# **Project DREAMS: Data Analysis Assignment**
by John Mike Asuncion

## **Introduction**
This notebook presents **five research questions for Project DREAMS (DataCamp Resources & Engagement Analytics Monitoring System)**. These questions are designed to extract meaningful insights from the DataCamp Data Connector to inform workshop planning, interventions, and resource allocation for *DataCamp scholars* under *GDG On Campus PUP supervision*. Each question aligns with the **project objectives** of enhancing monitoring capabilities and developing a comprehensive analytics platform.

## **Research Questions**

### **Research Question 1:** What are the learning patterns and engagement trends across different times of day and days of the week?

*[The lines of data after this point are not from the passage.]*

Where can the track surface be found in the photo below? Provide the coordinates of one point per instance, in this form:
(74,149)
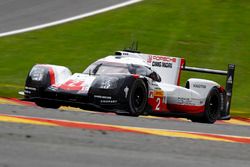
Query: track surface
(19,14)
(37,145)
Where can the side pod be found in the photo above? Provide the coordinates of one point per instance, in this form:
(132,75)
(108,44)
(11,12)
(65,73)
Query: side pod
(225,114)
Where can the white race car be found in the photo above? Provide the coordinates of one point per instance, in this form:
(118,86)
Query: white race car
(134,83)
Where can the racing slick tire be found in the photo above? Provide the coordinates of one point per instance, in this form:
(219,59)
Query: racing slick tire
(212,107)
(47,104)
(137,98)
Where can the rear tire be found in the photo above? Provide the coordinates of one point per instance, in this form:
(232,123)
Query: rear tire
(212,107)
(47,104)
(137,98)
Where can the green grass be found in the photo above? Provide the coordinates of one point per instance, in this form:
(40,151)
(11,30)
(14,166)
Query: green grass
(208,33)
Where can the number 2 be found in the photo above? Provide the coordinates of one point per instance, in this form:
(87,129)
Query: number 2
(158,101)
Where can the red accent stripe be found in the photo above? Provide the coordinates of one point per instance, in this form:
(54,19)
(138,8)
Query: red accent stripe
(25,103)
(93,126)
(80,125)
(179,77)
(231,138)
(52,75)
(242,119)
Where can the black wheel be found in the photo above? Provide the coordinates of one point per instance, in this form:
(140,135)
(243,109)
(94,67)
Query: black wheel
(212,107)
(47,104)
(137,98)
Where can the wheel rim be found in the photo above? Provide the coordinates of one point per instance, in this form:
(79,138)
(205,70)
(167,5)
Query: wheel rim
(213,107)
(139,97)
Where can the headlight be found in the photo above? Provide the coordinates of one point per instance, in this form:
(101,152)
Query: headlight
(106,82)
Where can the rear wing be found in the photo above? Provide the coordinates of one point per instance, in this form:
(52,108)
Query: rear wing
(229,84)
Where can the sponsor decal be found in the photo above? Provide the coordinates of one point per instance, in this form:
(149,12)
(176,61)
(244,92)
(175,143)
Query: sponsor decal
(126,91)
(162,64)
(102,97)
(106,84)
(199,86)
(161,58)
(230,80)
(150,58)
(183,100)
(158,93)
(73,85)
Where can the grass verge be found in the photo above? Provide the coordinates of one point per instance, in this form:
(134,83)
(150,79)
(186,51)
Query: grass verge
(208,33)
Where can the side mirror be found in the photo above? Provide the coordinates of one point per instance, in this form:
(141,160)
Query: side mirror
(154,76)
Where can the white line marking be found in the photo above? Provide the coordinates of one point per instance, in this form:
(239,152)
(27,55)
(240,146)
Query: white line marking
(70,19)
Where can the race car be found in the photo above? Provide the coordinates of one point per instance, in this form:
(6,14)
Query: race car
(133,83)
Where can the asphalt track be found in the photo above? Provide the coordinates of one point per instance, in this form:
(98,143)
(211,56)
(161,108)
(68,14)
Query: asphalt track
(35,14)
(34,144)
(168,142)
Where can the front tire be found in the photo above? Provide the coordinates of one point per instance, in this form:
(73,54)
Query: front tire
(212,107)
(47,104)
(137,98)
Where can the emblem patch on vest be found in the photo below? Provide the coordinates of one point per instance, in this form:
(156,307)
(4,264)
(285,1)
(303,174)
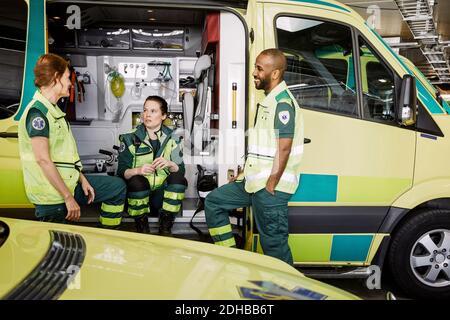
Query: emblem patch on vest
(284,117)
(38,123)
(122,147)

**Relevance**: Understanding when scholars are most active on the platform can help optimize the scheduling of workshops, support sessions, and intervention timing. This insight allows for more strategic resource allocation and potentially higher engagement rates with support activities.

**Tables and Columns Required**:
- `exercise_fact`: `user_id`, `date_id`, `started_at`, `completed_at`, `time_spent`, `xp`
- `course_fact`: `user_id`, `date_id`, `started_at`, `completed_at`, `time_spent`, `xp`
- `user_dim`: `user_id`, `first_name`, `last_name`, `email`

**Methodology**:
1. Extract day of week and hour of day from `started_at` timestamps in both fact tables
2. Aggregate metrics (time spent, XP gained, completion rates) by day of week and hour of day
3. Calculate activity concentration metrics (e.g., percentage of total learning occurring during each time slot)
4. Identify peak activity periods and potential "dead zones"

**Potential Insights and Actions**:
- If most scholars are active during evenings, schedule workshops and support sessions during these peak times
- If weekends show significantly higher activity, consider weekend workshops or support materials releases
- Identify times of low engagement to deploy targeted notifications or challenges to boost activity
- Design communication strategies aligned with scholars' natural learning rhythms

### **Research Question 2:** How does the completion rate of different technologies (Python, R, SQL) correlate with subsequent course selection and learning paths?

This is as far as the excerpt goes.